Sinergi 5 BUMN Dukung Industri Sandang Nusantara

didi
13-08-2018 13:46

Sinergi 5 BUMN dukung Industri Sandang Nusantara. (Dok. Industri Sandang Nusantara/FT02

Artikel Terkait

Jakarta, Gatra.com - Lima BUMN melakukan penandatanganan Nota Kesepahaman (MoU) untuk mendukung PT Industri Sandang Nusantara (Persero) dalam Mengembangkan Pasar Sarung dan Industri Tekstil. Kelimanya, yaitu PT Danareksa (Persero), PT Surabaya Industrial Estate Rungkut, PT Kliring Berjangka Indonesia (Persero), Perusahaan Umum Jaminan Kredit Indonesia (Perum Jamkrindo), dan PT Industri Sandang Nusantara (Persero).

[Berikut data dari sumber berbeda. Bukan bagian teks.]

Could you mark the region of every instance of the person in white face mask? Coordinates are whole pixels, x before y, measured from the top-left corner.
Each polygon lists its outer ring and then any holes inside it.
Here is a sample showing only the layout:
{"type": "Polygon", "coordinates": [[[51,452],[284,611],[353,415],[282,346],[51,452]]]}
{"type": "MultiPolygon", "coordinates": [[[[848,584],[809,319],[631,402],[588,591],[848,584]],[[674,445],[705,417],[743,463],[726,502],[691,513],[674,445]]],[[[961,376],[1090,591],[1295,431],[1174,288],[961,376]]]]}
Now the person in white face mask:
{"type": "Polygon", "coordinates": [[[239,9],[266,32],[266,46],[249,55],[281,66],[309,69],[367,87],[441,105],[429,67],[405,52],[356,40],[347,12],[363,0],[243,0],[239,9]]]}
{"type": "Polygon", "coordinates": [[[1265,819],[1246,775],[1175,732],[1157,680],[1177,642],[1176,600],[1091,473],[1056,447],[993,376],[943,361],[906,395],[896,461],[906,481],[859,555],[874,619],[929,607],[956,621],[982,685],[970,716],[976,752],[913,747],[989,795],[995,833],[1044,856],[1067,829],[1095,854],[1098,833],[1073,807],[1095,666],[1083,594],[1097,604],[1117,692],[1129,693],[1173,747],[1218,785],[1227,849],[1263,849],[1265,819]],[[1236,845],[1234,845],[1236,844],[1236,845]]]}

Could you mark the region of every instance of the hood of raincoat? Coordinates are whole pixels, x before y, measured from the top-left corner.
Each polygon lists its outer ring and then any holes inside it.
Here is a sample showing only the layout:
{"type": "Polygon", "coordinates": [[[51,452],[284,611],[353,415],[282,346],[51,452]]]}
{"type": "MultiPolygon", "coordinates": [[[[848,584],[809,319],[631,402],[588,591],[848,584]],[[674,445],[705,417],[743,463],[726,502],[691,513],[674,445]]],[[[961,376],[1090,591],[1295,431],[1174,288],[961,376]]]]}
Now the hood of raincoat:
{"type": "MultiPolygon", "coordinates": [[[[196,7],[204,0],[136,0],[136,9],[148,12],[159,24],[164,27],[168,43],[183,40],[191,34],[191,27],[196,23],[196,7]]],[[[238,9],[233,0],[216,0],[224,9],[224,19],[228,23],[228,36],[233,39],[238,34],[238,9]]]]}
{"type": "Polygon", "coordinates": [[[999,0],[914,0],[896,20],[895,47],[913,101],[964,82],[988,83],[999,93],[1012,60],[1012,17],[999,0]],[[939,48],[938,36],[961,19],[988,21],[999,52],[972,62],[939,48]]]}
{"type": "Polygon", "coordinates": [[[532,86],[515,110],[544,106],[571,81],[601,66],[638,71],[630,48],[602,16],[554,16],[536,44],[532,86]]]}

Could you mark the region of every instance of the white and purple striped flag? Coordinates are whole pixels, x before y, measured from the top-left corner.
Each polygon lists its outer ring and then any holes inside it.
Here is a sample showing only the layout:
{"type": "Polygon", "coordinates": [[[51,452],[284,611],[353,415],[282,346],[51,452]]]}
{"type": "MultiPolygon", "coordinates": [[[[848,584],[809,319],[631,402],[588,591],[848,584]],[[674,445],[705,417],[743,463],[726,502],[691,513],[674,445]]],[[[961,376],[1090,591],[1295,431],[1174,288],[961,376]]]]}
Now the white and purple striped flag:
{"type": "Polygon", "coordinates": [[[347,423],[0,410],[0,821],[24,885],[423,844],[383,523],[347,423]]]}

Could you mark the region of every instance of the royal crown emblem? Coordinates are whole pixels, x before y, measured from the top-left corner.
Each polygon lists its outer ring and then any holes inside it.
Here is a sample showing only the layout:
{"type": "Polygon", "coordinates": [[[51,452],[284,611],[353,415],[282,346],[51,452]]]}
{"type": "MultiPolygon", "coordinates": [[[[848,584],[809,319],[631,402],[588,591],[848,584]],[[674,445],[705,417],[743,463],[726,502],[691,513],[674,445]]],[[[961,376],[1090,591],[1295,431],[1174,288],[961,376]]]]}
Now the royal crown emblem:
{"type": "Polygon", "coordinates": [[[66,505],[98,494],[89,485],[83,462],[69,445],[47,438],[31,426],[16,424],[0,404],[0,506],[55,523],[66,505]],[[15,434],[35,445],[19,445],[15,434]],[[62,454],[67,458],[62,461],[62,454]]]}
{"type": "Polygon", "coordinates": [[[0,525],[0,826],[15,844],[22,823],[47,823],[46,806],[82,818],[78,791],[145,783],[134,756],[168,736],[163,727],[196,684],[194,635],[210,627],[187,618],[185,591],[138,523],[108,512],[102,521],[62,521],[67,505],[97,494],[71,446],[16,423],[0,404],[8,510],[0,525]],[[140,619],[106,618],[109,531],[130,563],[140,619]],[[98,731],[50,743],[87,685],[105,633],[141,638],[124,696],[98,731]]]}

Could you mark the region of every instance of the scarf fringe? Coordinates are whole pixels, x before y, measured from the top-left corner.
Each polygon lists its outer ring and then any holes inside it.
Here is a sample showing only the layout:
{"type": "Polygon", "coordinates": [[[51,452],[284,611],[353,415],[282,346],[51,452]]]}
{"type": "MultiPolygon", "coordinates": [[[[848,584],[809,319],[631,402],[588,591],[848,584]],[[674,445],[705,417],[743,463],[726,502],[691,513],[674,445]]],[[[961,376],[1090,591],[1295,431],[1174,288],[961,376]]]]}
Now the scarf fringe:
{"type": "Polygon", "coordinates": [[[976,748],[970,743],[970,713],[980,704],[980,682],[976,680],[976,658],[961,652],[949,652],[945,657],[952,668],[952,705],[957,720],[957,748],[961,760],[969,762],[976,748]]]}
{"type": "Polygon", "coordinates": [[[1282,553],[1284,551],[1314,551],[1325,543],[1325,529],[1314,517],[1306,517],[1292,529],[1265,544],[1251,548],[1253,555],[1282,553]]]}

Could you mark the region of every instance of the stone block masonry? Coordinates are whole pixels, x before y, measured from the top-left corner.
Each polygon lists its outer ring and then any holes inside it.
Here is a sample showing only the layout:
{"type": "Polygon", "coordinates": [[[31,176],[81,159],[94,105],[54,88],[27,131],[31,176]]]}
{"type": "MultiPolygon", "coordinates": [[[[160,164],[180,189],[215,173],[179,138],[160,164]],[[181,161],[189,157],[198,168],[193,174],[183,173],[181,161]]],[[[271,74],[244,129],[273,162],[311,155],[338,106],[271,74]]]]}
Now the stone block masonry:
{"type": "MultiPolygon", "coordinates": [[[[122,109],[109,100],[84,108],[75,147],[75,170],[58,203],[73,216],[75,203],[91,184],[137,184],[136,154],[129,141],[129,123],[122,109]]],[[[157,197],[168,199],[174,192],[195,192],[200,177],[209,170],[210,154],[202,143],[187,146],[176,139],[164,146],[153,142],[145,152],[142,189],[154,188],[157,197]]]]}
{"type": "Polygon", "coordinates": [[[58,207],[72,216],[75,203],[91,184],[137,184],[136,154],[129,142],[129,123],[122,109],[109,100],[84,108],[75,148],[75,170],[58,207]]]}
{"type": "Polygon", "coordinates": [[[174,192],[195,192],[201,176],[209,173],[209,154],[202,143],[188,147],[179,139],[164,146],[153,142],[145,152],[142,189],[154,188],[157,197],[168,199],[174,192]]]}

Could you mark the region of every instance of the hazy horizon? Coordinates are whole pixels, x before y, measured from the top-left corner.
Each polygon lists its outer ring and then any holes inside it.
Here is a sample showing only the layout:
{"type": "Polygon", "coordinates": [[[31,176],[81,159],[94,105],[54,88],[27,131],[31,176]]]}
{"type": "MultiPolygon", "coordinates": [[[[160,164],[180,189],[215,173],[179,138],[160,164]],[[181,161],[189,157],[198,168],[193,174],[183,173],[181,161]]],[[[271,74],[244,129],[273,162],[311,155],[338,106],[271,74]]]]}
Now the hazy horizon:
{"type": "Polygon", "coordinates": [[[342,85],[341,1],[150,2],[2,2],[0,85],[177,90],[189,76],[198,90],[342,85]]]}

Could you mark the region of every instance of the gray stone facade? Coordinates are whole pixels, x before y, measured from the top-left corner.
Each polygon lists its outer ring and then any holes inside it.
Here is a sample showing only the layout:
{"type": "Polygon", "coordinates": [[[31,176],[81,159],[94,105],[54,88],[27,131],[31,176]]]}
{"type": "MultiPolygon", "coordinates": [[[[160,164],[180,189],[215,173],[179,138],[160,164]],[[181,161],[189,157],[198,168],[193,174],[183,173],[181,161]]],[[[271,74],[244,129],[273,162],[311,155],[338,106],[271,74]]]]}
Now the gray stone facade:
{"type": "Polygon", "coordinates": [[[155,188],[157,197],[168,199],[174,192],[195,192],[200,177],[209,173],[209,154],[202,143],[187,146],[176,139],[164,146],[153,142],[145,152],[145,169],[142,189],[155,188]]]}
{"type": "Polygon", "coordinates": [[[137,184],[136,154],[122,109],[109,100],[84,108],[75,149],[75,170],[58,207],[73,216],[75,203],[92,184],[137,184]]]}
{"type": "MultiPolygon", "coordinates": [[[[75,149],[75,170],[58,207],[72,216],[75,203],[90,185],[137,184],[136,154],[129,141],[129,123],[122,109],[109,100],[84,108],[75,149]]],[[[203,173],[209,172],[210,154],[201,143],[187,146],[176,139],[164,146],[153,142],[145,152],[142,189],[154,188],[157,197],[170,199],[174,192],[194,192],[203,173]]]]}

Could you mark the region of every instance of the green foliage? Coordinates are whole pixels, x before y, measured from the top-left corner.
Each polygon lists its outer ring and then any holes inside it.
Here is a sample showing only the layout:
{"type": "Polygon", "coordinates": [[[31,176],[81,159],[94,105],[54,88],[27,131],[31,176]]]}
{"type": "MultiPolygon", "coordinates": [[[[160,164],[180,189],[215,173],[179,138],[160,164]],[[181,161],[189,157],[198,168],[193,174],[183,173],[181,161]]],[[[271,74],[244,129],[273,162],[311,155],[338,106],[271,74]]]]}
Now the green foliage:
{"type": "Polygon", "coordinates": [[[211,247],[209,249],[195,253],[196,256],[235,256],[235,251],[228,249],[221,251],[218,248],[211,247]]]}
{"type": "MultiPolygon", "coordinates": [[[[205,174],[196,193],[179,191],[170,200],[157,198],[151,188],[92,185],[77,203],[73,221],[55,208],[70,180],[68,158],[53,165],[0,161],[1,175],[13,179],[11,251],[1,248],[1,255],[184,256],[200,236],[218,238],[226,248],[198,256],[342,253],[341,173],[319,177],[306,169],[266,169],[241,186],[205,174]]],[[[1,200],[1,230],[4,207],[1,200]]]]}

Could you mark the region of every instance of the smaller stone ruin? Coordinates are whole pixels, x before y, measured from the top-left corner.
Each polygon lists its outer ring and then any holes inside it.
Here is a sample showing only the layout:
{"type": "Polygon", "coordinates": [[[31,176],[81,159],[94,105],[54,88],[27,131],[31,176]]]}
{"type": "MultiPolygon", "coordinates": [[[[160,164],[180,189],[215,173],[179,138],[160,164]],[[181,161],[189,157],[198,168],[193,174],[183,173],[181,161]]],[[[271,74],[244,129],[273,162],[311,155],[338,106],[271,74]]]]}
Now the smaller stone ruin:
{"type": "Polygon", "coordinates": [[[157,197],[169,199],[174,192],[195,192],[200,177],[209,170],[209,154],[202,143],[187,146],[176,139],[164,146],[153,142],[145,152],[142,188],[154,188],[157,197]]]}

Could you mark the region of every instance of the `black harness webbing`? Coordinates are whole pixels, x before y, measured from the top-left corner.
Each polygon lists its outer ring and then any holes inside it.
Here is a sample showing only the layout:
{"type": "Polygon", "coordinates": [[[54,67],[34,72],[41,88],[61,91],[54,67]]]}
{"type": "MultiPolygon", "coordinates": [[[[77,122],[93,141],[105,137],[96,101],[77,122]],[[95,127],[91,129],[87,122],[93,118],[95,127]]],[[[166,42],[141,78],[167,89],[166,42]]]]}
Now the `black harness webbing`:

Penandatanganan MoU dilakukan oleh Direktur Utama PT Danareksa (Persero) Heru D. Adhiningrat, Plt. Direktur Utama PT Surabaya Industrial Estate Rungkut Fattah Hidayat, Direktur Utama PT Kliring Berjangka Indonesia (Persero)Fajar Wibhiyadi, Direktur Utama Perusahaan Umum Jaminan Kredit Indonesia (Perum Jamkrindo) Randi Anto dan Direktur Utama PT Industri Sandang Nusantara (Persero) Robby Eduardo Quento, yang disaksikan oleh Deputi Restrukturisasi dan Pengembangan Usaha Kementrerian BUMN Aloysius Kiik Ro.
MoU yang ditandatangani ini merupakan sinergi dalam hal pembiayaan, pengadaan bahan baku dan penjaminannya serta penjaminan pembayaran untuk pengembangan bisnis PT Industri Sandang Nusantara (Persero), di mana PT Danareksa (Persero) akan memberikan pembiayaan. Sedangkan PT Surabaya Industrial Estate Rungkut terkait dengan pengadaan bahan baku, dan PT Kliring Berjangka Indonesia (Persero) penjaminan pengadaan bahan baku, serta Perusahaan Umum Jaminan Kredit Indonesia (Perum Jamkrindo) yang berperan sebagai penjaminan atas pembayaran.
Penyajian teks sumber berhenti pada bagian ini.